Introduction
The Perceptron Learning Rule was really the first approaches at modeling the neuron for learning purposes. It was based on the MCP neuron model.
This article tries to explain the underlying concept in a more theoritical and mathematical way.
The whole idea behind MCP neuron model and the perceptron model is to minimally mimic how a single neuron in the brain behaves. it either fires or doesn’t fire.
The perceptron rule is thus, fairly simple, and can be summarized in the following steps:-
Initialize the weights to 0 or small random numbers.
For each training sample \(x^{(i)}\):
- Compute the output value y^
- update the weights based on the learning rule
Terminology and components of the Perceptron
The Perceptron learning rule:-
Input Vector / Input matrix / Input values:- the data values as vectors/matrix/rows
Weight Vector:- a column vector containing weights for each dimension of input value.
Net input:- The linear combination of the input values (x) and the weight vector (w)
the net input \(z = w_{1}x_{1} + w_{2}x_{2} + … + w_{m}x_{m}\)
\[ w = \begin{bmatrix}w_{1} \\ . \\ . \\ w_{m} \end{bmatrix} , x = \begin{bmatrix} x_{1}\\ .\\ .\\ x_{m}\end{bmatrix} then, \\ \\ z\ = \ w_{1}x_{1} + w_{1}x_{1} + … + w_{m}x_{m} \]
Now, in context of binary classification task, if the net input of a particular sample \(x_{i}\) is greater than a defined threshold θ, we predict class 1, else class -1.
In case of perceptron, the decision function is a variant of the step function.
\(\phi\)(z) = 1 if z >= θ ; -1 otherwise.

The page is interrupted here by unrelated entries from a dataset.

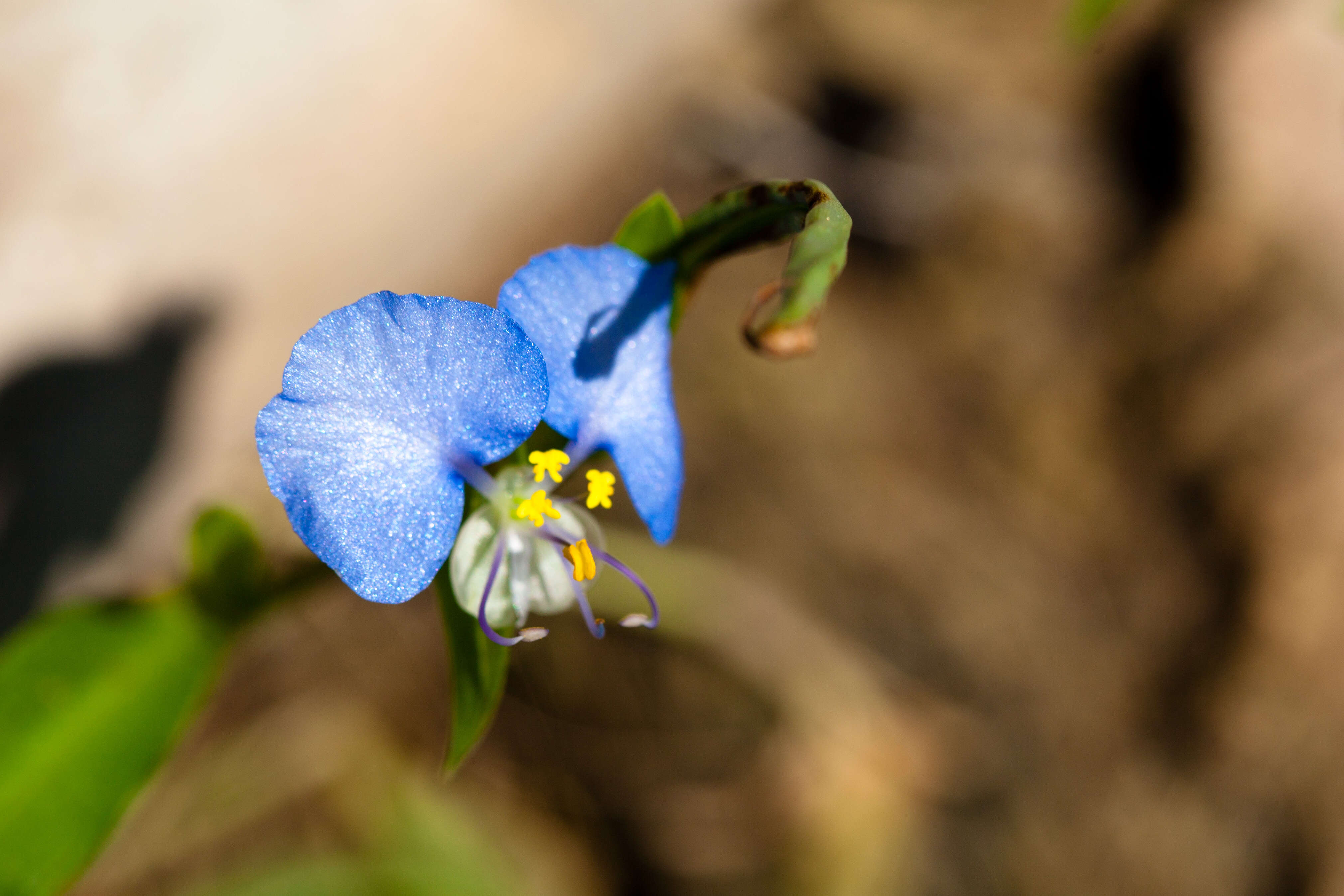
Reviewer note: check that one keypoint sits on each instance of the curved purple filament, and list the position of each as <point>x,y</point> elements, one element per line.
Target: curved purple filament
<point>652,623</point>
<point>597,628</point>
<point>486,596</point>
<point>629,574</point>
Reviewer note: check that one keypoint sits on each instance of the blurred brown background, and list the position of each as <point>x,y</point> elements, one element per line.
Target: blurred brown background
<point>1029,582</point>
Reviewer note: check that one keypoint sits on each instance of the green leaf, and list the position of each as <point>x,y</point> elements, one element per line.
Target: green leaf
<point>425,848</point>
<point>229,578</point>
<point>479,675</point>
<point>92,699</point>
<point>783,321</point>
<point>652,229</point>
<point>1088,17</point>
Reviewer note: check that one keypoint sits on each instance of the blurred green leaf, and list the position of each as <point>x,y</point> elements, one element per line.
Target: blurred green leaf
<point>652,229</point>
<point>479,675</point>
<point>92,698</point>
<point>425,849</point>
<point>230,580</point>
<point>229,577</point>
<point>1088,17</point>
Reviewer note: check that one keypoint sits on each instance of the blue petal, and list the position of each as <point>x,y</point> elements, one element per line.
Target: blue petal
<point>600,316</point>
<point>377,400</point>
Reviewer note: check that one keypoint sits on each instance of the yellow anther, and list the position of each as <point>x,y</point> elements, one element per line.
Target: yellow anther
<point>535,508</point>
<point>581,555</point>
<point>601,485</point>
<point>546,462</point>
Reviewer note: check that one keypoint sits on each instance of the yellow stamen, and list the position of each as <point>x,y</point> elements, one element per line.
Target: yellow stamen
<point>535,508</point>
<point>601,485</point>
<point>546,462</point>
<point>581,555</point>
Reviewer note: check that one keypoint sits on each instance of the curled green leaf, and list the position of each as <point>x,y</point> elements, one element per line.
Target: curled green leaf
<point>783,319</point>
<point>651,229</point>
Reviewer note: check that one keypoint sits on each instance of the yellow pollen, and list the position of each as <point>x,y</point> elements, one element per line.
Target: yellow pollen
<point>535,508</point>
<point>546,462</point>
<point>601,485</point>
<point>581,555</point>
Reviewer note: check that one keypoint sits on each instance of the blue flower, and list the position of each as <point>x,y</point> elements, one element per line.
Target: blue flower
<point>385,404</point>
<point>601,319</point>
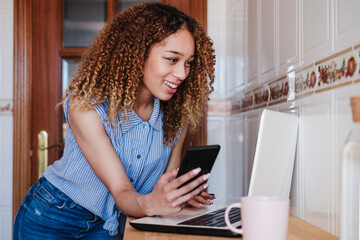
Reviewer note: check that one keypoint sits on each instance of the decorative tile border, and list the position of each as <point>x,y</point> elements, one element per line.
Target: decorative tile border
<point>337,70</point>
<point>6,107</point>
<point>305,80</point>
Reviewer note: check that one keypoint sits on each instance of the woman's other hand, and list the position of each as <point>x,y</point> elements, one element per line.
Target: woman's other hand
<point>167,198</point>
<point>203,199</point>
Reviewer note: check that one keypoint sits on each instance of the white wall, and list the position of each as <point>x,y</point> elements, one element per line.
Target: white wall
<point>6,118</point>
<point>285,42</point>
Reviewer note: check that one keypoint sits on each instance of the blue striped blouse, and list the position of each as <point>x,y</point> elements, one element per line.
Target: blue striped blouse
<point>140,148</point>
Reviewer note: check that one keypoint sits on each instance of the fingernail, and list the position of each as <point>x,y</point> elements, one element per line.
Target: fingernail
<point>205,177</point>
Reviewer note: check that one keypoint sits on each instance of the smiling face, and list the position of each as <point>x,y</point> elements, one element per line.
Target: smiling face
<point>168,65</point>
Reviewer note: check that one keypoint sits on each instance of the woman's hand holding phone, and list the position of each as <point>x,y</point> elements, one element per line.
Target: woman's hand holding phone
<point>169,196</point>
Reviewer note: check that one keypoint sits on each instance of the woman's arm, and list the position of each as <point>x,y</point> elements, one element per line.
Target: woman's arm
<point>95,145</point>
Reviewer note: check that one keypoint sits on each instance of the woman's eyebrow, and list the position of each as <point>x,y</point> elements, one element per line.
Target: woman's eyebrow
<point>178,53</point>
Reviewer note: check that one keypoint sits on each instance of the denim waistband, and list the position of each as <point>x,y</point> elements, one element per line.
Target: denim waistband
<point>55,191</point>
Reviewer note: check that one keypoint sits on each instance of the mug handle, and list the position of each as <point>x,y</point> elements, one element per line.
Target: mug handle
<point>227,221</point>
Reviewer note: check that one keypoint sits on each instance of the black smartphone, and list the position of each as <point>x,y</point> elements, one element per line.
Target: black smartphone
<point>200,156</point>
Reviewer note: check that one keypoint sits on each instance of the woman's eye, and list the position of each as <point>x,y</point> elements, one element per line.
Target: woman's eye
<point>189,63</point>
<point>172,60</point>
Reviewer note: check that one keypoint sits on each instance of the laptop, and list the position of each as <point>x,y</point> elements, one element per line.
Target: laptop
<point>271,176</point>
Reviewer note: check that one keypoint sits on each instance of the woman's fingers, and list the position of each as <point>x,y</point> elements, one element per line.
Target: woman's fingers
<point>202,199</point>
<point>190,195</point>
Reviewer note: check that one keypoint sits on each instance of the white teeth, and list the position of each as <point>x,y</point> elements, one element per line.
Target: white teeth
<point>170,84</point>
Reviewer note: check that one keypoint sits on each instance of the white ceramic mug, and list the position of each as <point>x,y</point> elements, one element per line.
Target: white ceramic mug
<point>261,217</point>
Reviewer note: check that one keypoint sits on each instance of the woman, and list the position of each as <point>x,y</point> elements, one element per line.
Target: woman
<point>143,81</point>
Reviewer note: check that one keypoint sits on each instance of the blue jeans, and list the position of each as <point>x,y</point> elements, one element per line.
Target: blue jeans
<point>47,213</point>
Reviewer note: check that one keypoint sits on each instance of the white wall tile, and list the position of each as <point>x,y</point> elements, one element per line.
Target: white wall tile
<point>252,44</point>
<point>252,120</point>
<point>316,134</point>
<point>317,29</point>
<point>235,147</point>
<point>342,127</point>
<point>347,23</point>
<point>216,130</point>
<point>288,36</point>
<point>267,33</point>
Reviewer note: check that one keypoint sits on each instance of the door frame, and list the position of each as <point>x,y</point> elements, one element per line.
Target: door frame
<point>22,123</point>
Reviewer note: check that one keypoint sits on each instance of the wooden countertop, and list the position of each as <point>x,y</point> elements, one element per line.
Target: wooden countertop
<point>298,229</point>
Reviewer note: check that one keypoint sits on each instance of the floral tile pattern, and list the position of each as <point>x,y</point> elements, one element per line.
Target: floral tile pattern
<point>357,53</point>
<point>305,80</point>
<point>261,96</point>
<point>334,71</point>
<point>337,69</point>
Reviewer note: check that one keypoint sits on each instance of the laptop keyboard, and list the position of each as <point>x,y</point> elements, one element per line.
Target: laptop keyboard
<point>214,219</point>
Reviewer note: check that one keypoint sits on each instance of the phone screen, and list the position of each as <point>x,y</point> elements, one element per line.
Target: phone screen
<point>194,157</point>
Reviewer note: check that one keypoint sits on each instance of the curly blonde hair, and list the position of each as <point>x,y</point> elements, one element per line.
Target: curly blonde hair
<point>113,67</point>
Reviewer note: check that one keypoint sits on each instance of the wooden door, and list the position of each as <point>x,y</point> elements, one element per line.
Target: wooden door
<point>39,57</point>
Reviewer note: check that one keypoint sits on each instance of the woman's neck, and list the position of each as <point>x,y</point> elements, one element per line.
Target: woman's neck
<point>144,105</point>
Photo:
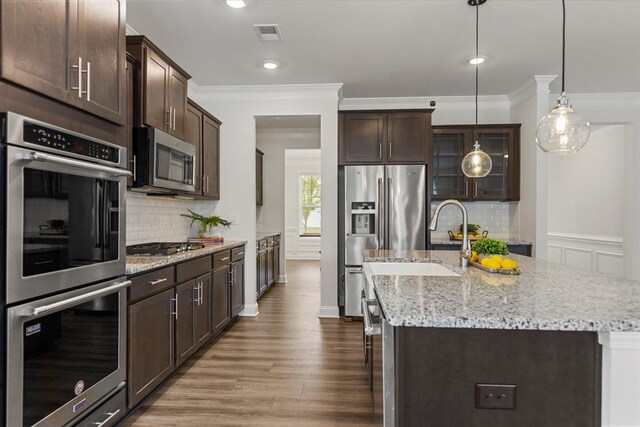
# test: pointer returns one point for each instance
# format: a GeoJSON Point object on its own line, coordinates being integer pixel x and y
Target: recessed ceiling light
{"type": "Point", "coordinates": [236, 4]}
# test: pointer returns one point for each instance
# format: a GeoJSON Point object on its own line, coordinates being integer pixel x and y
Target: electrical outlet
{"type": "Point", "coordinates": [495, 396]}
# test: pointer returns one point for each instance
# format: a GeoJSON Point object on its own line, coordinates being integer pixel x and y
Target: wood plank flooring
{"type": "Point", "coordinates": [284, 367]}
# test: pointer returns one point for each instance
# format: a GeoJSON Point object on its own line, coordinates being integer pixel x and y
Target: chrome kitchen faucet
{"type": "Point", "coordinates": [465, 251]}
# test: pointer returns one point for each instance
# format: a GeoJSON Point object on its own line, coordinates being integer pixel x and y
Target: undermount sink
{"type": "Point", "coordinates": [410, 269]}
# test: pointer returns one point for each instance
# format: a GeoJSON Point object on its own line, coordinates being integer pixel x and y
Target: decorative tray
{"type": "Point", "coordinates": [506, 271]}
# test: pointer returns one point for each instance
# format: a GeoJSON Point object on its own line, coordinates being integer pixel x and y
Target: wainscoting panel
{"type": "Point", "coordinates": [300, 247]}
{"type": "Point", "coordinates": [602, 254]}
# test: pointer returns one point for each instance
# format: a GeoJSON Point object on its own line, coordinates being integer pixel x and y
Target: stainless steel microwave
{"type": "Point", "coordinates": [163, 163]}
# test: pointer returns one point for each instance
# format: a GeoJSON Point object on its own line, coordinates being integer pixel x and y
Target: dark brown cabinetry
{"type": "Point", "coordinates": [259, 185]}
{"type": "Point", "coordinates": [150, 344]}
{"type": "Point", "coordinates": [384, 137]}
{"type": "Point", "coordinates": [220, 297]}
{"type": "Point", "coordinates": [71, 51]}
{"type": "Point", "coordinates": [452, 143]}
{"type": "Point", "coordinates": [162, 99]}
{"type": "Point", "coordinates": [203, 131]}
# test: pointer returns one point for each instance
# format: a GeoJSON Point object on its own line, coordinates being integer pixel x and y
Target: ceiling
{"type": "Point", "coordinates": [398, 48]}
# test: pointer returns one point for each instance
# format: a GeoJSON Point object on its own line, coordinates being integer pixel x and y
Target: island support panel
{"type": "Point", "coordinates": [557, 376]}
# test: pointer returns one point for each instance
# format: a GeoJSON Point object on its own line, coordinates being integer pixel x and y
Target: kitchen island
{"type": "Point", "coordinates": [567, 339]}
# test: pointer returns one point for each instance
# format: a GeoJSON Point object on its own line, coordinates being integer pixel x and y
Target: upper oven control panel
{"type": "Point", "coordinates": [51, 138]}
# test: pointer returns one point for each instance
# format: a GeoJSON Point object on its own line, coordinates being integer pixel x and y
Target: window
{"type": "Point", "coordinates": [310, 205]}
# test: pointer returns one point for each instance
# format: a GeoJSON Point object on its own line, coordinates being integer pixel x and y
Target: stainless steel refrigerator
{"type": "Point", "coordinates": [385, 208]}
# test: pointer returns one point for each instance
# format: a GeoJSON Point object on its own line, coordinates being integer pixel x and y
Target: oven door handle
{"type": "Point", "coordinates": [41, 157]}
{"type": "Point", "coordinates": [61, 305]}
{"type": "Point", "coordinates": [370, 327]}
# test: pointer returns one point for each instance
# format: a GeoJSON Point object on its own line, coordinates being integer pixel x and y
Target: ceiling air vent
{"type": "Point", "coordinates": [268, 32]}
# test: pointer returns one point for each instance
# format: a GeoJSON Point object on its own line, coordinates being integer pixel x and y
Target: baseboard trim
{"type": "Point", "coordinates": [250, 310]}
{"type": "Point", "coordinates": [329, 311]}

for simplicity, we can bring the threshold θ; to the left size of the equation and define a weight-zero as w0 = - θ; and x0 = 1, so that we can write in a more compact form:
\(z = w_{0}x_{0} + w_{1}x_{1} + …. + w_{m}x_{m} = x^T w\)
and
\(\phi\) (z) = 1 if z>= 0, -1 otherwise
In ML, this negative threshold, or weight, \(w_{0}\) = - θ; , is usually called bias unit
Diagram:
After each sample, all the weights in the weights vector are updated, according to the rule:-
\(w_{j} := w_{j} + \Delta w_{j}\) where,
\(\\ \Delta w_{j} = \eta (y^{(i)} - \hat y^{(i)})x^{(i)}_{j}\)
where,
\(y^{(i)} = actual\ output\)
\(\\ \hat y^{(i)} = predicted\ output\)
\(\eta = learning\ rate\)
Catch
For all the simplicity the perceptron rule offers, theres a catch to it when applying it for binary classification: -
The convergence[] of perceptron is only achived if the two classes are linearly seprable, i.e. can be separated by a linear decision boundary.
we can:-
- Set the max number of passes of dataset(epochs)
- Set a threshold for max number of misclassifications
or the perceptron will never stop updating.